14
Yorum
2
Beğeni
0,0
Puan
1149
Okunma


Seyitgazi’den Eskişehir’e döndükten az sonra, babamın kararı doğrultusunda, Nail amcamın döküm fabrikasında çalışmaya başladım. Sabahtan akşama kadar ya kum eliyordum, ya da dökülmüş parçaların üzerindeki çapakları taşa tutup temizliyordum. Patron, yeğenini öteki işçilerden farklı bir muameleye tabi tutmuyordu; onlar ne kadar çok çalışırsa, ben onlardan daha çok çalışmak zorunda kalıyordum. Tuğla ocaklarından ağır işçiliğe alışık vücudum için fazla yıpratıcı bir iş değildi.
Amcama düğün salonlarında gitar çalarak para kazanacağımı, o nedenle yanındaki işten çıkacağımı söyleyince, yanından ayrılmam için izin vermişti.
Vaktimin tamamını Nuri ile geçiriyordum. Orkestrada geçici olarak benim yerime ikame ettiği elemandan aldığı tesisat kiralarını ödemiş, cebimde bolca para birikmişti. Bas gitarı çalan oğlan borca girerek kendine bir tesisat almıştı, benim tesisatı epeydir kullanmıyordu. Nuri benim umulandan çok önce dönmüş olmam nedeniyle borç içindeki bascıya yol verip bana gel diyemiyordu. İkiniz de başka bir orkestrada iş arayın, hanginiz bulursa, o gitsin diyerek işin içinden çıkmaya çalıştı.
.
Tesadüfen ben yeni bir orkestrayla anlaştım. Eskişehir’deki Göksu Gazinosunda (üçüncü sınıf bir pavyon) davulcu Topal Haydar, akordeoncu İlhami ile beraber çalışmaya başlamıştım. Bu iş, yaklaşık bir yıl sürdü. Barın sahibiyle yaşım küçük olduğu için polislerin sıkıştırması yüzünden (çalışma karnesi için yirmi bir yaşını doldurmuş olmak gerekiyordu) ve ücret konusunda bazı ihtilaflar yaşamaya başlamıştık. Adam, basgitar da neymiş, bir davul, bir akordeon yeter, çıkartın basçıyı, ona verdiğiniz parayı kendi ücretlerinize ekleyin deyince, yüzüme seninle çalışmak istemiyoruz demekten utanan bu can yoldaşlarımın(!) aklına gelen şeytanlık şöyle olmuştu: “Patron mademki ücretlerimize zam yapmıyor, bırakalım işi...” diyerek yanıma gelmişler, ben de olur demiştim, bırakalım anasını satayım! Tesisatlarımızı sökerek pavyonu terk ediyorduk. O arada ben kendi tesisatımı eve nakletmek için bir taksi tutmaya caddeye kadar gidip, beş dakika içinde bir taksiyle dönmüştüm. O ne! O beş dakika içinde, orkestra arkadaşlarım kendi tesisatlarını barın sahnesine gerisin geriye taşımışlar; benim tesisatlarımı dışarıda bırakmışlardı. Bana da, “biz işi bırakma kararımızdan vaz geçtik. Patrondan özür dileyip tesisatımızı içeri taşıdık. Sen de istiyorsan, patronla bir görüş,” diyorlardı. Numaralarını yememiştim. Onlara, “böyle bir numaraya kalkışmak yerine adam gibi, biz seninle çalışmak istemiyoruz deseydiniz, ben gene de ayrılırdım. Hiç olmazsa, gözümde böylesine küçülmezdiniz,” diyerek tesisatımı eve götürmüştüm.

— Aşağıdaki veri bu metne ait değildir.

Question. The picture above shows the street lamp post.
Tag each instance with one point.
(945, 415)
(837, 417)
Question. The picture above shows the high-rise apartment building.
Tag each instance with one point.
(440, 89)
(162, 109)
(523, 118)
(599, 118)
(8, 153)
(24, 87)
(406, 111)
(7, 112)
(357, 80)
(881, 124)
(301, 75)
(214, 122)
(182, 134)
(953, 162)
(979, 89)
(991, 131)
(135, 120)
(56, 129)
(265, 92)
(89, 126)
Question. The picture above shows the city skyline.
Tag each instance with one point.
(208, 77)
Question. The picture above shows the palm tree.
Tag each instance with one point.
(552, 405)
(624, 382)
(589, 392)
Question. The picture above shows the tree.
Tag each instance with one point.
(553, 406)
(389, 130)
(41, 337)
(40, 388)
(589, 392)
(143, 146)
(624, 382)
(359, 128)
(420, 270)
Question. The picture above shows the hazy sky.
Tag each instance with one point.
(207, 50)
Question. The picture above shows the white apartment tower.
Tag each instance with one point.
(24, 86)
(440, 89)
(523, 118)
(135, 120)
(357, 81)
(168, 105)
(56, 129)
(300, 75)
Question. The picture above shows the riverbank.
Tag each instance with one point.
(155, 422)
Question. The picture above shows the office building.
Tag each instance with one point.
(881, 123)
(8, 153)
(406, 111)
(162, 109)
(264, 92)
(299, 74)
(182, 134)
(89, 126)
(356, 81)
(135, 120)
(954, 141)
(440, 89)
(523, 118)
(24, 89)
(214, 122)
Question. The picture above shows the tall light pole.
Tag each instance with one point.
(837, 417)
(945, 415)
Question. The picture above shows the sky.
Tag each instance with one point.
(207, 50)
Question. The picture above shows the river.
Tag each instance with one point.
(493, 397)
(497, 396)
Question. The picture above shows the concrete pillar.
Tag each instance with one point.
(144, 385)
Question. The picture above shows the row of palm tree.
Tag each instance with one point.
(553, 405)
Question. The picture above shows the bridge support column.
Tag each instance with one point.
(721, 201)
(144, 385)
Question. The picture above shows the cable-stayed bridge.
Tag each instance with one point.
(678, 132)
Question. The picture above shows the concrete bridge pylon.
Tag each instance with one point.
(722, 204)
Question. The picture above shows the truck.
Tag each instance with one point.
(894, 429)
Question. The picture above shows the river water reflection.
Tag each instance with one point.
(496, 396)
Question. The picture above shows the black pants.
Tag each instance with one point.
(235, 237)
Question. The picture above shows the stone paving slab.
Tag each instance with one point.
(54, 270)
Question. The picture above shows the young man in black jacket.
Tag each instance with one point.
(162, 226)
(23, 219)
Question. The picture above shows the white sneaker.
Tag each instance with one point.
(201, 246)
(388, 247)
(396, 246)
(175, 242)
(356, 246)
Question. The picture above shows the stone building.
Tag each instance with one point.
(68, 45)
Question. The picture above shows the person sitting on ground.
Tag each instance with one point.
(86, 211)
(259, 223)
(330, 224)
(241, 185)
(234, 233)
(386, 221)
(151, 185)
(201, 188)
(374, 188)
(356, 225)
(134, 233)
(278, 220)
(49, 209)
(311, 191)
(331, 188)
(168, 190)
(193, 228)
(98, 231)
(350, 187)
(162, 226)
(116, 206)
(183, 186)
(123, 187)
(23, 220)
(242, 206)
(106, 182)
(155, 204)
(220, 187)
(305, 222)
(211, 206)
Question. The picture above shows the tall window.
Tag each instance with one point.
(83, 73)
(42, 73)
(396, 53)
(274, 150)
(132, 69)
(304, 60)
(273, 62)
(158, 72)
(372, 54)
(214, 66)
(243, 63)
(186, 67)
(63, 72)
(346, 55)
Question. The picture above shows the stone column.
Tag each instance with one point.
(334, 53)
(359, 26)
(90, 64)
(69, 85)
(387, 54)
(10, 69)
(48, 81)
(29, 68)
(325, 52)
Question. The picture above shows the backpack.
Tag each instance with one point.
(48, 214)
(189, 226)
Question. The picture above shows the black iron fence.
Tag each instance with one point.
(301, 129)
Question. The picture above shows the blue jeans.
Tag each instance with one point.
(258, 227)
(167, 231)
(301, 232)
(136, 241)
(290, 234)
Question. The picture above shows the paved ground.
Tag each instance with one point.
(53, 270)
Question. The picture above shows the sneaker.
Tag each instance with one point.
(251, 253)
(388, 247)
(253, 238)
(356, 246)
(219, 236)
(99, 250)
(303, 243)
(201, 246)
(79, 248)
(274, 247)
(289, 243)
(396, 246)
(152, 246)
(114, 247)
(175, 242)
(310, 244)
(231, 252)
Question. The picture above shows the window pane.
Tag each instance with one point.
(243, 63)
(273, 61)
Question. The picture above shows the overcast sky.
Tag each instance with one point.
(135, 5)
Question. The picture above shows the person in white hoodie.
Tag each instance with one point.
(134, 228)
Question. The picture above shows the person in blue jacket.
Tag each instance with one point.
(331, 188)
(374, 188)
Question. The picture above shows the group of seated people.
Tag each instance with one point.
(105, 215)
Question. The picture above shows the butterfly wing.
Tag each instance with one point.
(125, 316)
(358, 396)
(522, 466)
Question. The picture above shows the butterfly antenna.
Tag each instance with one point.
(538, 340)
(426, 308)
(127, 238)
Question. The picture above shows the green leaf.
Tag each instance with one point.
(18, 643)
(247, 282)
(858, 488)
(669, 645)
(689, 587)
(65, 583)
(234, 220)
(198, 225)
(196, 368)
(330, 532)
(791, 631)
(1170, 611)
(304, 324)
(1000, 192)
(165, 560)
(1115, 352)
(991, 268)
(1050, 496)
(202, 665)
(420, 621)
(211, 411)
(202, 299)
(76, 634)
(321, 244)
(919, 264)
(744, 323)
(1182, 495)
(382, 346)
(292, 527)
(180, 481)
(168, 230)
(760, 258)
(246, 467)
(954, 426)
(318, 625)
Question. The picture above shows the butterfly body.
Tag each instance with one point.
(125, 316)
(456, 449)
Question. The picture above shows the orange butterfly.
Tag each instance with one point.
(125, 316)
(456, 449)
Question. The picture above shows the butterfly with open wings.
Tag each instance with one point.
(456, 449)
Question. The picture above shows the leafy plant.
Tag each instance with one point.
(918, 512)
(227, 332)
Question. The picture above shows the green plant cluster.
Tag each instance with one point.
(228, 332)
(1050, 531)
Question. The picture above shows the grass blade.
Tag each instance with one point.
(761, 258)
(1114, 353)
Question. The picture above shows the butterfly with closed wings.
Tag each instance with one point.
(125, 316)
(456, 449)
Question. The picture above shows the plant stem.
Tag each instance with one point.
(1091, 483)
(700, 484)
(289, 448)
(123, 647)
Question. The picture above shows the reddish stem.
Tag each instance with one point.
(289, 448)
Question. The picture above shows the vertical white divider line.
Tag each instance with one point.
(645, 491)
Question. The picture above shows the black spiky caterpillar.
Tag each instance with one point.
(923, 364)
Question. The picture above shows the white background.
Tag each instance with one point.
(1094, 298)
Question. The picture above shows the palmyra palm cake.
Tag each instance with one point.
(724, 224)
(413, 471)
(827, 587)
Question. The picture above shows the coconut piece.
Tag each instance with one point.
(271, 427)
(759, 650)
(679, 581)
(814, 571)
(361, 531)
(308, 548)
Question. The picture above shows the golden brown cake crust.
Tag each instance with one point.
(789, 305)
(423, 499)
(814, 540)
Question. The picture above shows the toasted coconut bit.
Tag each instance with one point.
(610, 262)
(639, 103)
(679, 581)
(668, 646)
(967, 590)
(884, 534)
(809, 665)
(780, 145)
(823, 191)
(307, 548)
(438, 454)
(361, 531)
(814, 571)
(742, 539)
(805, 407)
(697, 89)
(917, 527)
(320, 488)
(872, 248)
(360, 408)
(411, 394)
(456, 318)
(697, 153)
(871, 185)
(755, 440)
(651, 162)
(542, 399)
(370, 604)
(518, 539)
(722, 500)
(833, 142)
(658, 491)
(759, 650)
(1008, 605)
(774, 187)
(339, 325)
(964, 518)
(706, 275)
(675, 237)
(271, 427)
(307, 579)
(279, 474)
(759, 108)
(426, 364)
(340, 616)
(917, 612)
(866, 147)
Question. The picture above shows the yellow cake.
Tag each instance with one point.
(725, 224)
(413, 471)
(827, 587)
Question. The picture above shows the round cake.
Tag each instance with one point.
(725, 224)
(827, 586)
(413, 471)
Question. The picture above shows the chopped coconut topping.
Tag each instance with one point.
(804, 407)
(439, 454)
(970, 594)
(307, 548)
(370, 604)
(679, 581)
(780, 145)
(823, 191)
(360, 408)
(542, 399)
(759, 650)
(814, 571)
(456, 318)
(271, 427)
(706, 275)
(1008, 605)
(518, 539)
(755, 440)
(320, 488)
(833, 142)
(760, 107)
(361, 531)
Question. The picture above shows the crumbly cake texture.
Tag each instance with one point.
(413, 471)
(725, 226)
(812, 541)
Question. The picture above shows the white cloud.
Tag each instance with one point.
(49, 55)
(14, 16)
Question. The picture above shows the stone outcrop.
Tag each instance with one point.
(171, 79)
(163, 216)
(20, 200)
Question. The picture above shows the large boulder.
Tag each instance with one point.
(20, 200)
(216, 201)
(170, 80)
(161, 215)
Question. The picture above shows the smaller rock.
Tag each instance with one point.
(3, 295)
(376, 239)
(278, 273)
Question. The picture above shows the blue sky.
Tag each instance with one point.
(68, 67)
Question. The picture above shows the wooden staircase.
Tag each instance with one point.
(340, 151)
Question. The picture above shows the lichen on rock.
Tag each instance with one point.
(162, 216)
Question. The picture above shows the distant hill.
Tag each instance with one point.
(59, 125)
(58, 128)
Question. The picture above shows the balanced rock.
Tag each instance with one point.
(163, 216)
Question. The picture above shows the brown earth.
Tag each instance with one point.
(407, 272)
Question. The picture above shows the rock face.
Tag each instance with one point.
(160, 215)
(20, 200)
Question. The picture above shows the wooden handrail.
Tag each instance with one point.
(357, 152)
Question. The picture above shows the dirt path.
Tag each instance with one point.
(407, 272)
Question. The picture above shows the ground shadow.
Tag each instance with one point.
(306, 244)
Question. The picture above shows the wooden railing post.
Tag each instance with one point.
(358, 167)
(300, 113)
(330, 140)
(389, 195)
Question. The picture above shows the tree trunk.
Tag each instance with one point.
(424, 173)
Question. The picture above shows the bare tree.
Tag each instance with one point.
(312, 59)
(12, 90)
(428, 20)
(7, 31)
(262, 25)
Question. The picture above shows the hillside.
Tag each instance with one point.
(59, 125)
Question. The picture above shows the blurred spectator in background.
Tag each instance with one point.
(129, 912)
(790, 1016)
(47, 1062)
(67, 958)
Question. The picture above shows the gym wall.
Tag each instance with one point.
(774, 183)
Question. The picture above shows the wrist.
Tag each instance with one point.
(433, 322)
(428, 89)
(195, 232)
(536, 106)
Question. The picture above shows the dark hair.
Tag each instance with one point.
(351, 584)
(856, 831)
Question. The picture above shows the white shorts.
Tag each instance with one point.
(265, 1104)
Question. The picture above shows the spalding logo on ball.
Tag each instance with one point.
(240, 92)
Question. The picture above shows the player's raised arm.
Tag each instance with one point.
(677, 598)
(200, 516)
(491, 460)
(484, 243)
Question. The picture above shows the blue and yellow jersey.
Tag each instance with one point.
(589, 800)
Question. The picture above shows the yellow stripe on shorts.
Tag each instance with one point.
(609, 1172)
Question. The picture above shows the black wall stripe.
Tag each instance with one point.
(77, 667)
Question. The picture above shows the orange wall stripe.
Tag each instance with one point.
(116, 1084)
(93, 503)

Çok sonraları, bir gün Topal Haydar, vicdan azabından olsa gerek, o hareketleri nedeniyle benden özür dilemiş ve tuzağı patronun talimatıyla kurduklarını itiraf etmişti. Bu itirafı yaparken o işsizdi, ben ise, gece 24:00’ e kadar bir düğün salonunda, 24:00’den sonra da bir pavyonda çalıyordum...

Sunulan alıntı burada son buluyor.